The ruling means that no archeological expeditions connected to the France's premier museum will be allowed to work in Egypt. Already a lecture in Egypt by a former Louvre curator has been canceled.
"The Louvre Museum refused to return four archeological reliefs to Egypt that were stolen during the 1980s from the tomb of the noble Tetaki," near the famed temple city of Luxor, the statement said, quoting antiquities head Zahi Hawass.
Christiane Ziegler, the former director of the Louvre's Egyptology department, acquired the four reliefs last year and displayed them, said the statement. She will now not be allowed to give a scheduled lecture in Egypt.

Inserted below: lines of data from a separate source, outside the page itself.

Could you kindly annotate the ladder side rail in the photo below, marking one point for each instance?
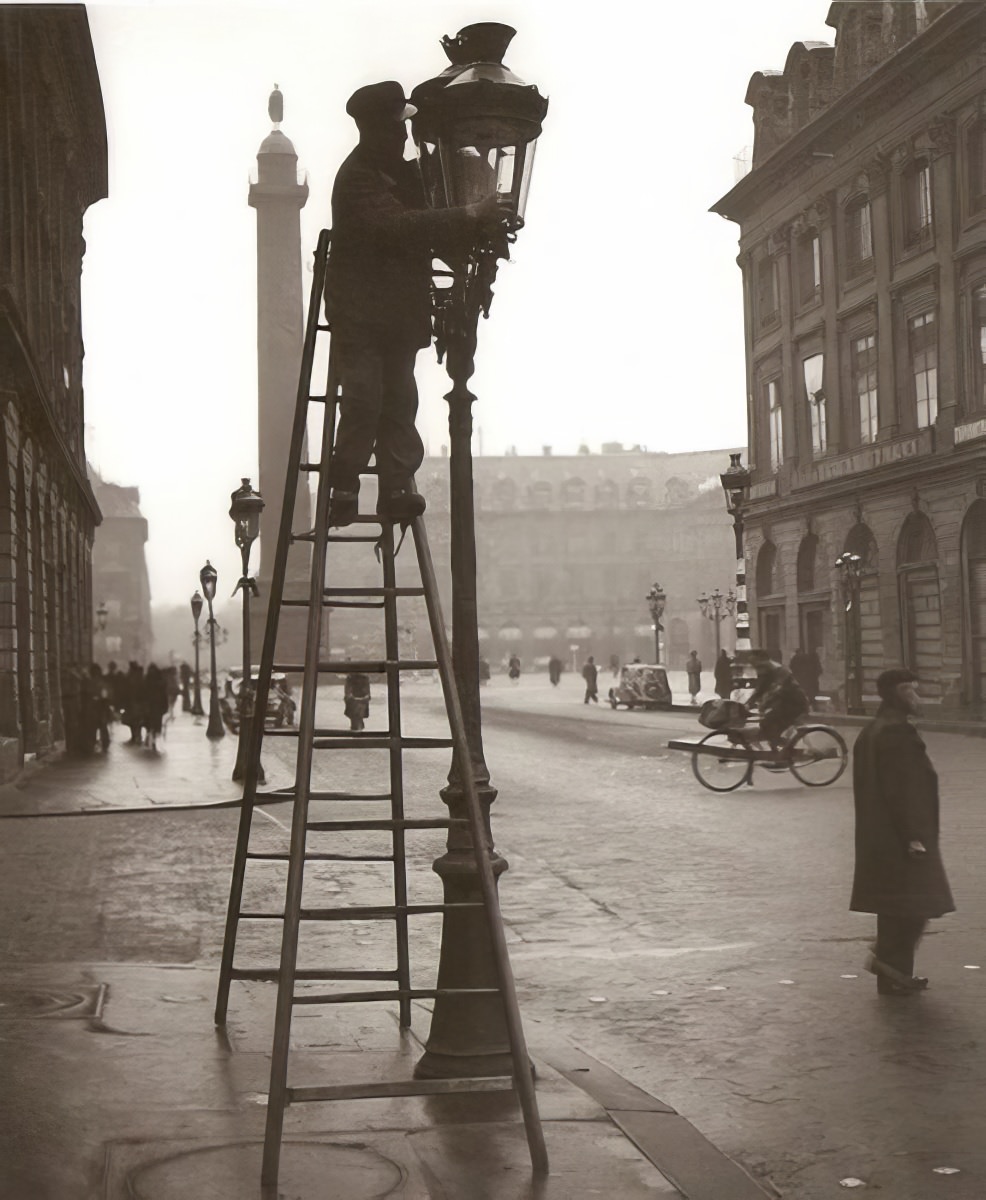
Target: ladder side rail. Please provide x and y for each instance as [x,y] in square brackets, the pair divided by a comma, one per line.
[270,633]
[277,1093]
[522,1071]
[392,649]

Upon taking the helm of Egypt's Supreme Council of Antiquities in 2002, Hawass made recovering stolen Egyptian antiquities a priority.

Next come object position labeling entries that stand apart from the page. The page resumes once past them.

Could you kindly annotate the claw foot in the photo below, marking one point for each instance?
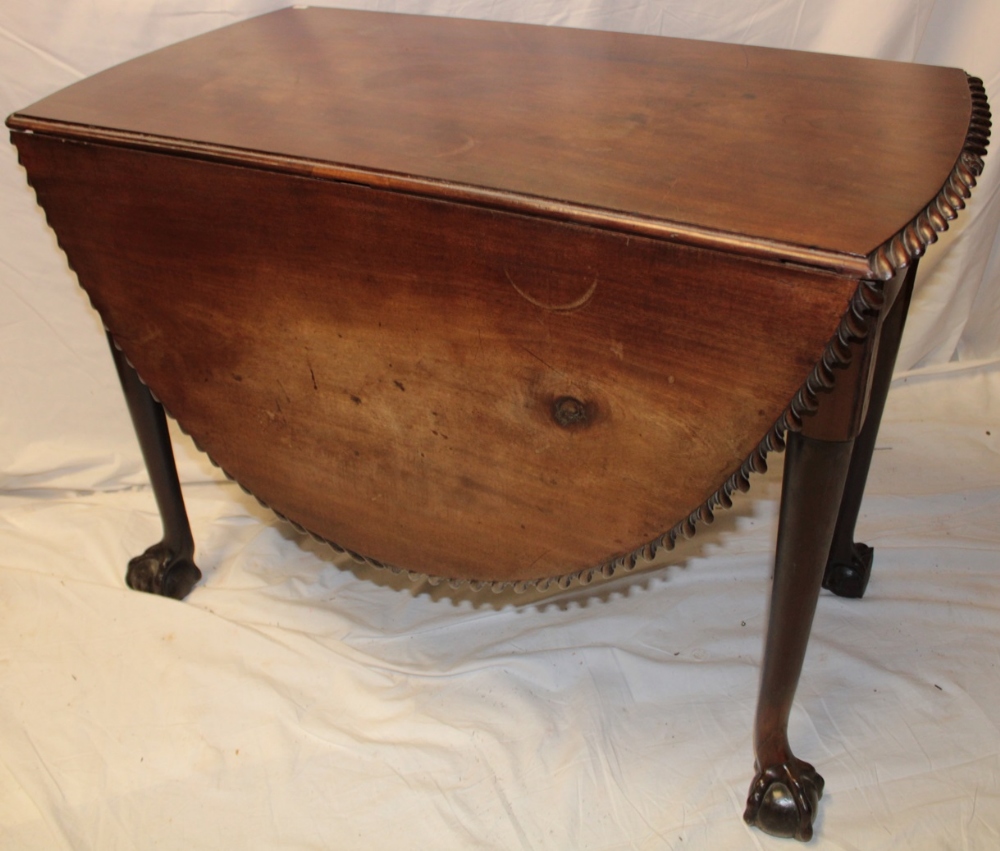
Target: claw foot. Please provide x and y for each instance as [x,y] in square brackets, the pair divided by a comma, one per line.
[850,578]
[160,571]
[784,798]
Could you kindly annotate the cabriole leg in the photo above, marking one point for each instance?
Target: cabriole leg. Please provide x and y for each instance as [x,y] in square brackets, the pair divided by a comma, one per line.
[850,563]
[785,791]
[166,568]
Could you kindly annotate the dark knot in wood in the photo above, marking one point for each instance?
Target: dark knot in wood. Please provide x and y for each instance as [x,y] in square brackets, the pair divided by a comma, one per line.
[569,412]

He issued a regulation, that he says was agreed to by all major international museums including the Louvre, banning the acquiring or display of stolen antiquities.
Hawass has made several high profile requests from the world's museum for the return of Egyptian artifacts.

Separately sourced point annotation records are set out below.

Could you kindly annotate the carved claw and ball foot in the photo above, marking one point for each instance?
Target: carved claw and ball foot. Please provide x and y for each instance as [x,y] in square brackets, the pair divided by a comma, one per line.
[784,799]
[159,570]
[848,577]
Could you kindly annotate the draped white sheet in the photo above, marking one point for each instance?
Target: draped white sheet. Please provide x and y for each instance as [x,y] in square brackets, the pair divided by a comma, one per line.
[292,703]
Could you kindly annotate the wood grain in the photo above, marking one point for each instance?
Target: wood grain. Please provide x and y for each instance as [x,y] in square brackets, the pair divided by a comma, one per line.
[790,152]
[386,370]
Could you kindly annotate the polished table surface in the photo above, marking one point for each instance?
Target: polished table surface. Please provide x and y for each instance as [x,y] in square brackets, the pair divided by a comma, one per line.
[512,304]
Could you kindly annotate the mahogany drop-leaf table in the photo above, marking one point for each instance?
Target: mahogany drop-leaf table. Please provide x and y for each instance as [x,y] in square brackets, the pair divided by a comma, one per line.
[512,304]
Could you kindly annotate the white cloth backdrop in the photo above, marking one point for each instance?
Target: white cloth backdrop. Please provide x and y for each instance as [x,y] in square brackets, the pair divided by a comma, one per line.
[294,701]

At the top of Hawass' request list are the bust of Nefertiti _ wife of the famed monotheistic Pharaoh Akhenaten _ and the Rosetta Stone, a basalt slab with an inscription that was the key to deciphering Egyptian hieroglyphics. The bust is in Berlin's Egyptian Museum; the Rosetta Stone is in the British Museum in London.
Hawass said Egypt also was seeking "unique artifacts" from at least 10 museums around the world, including the Louvre in Paris and Boston's Museum of Fine Arts.
Hawass also has written to request the bust of Anchhaf _ the builder of the Chephren Pyramid _ from the Museum of Fine Arts in Boston, and the statue of Hemiunu _ nephew of the Pharaoh Khufu, builder of the largest pyramid _ from Germany's Roemer-Pelizaeu museum.
Hawass long has sought items taken from Egypt, recently succeeding in winning the return from France of hair stolen from the mummy of Ramses II.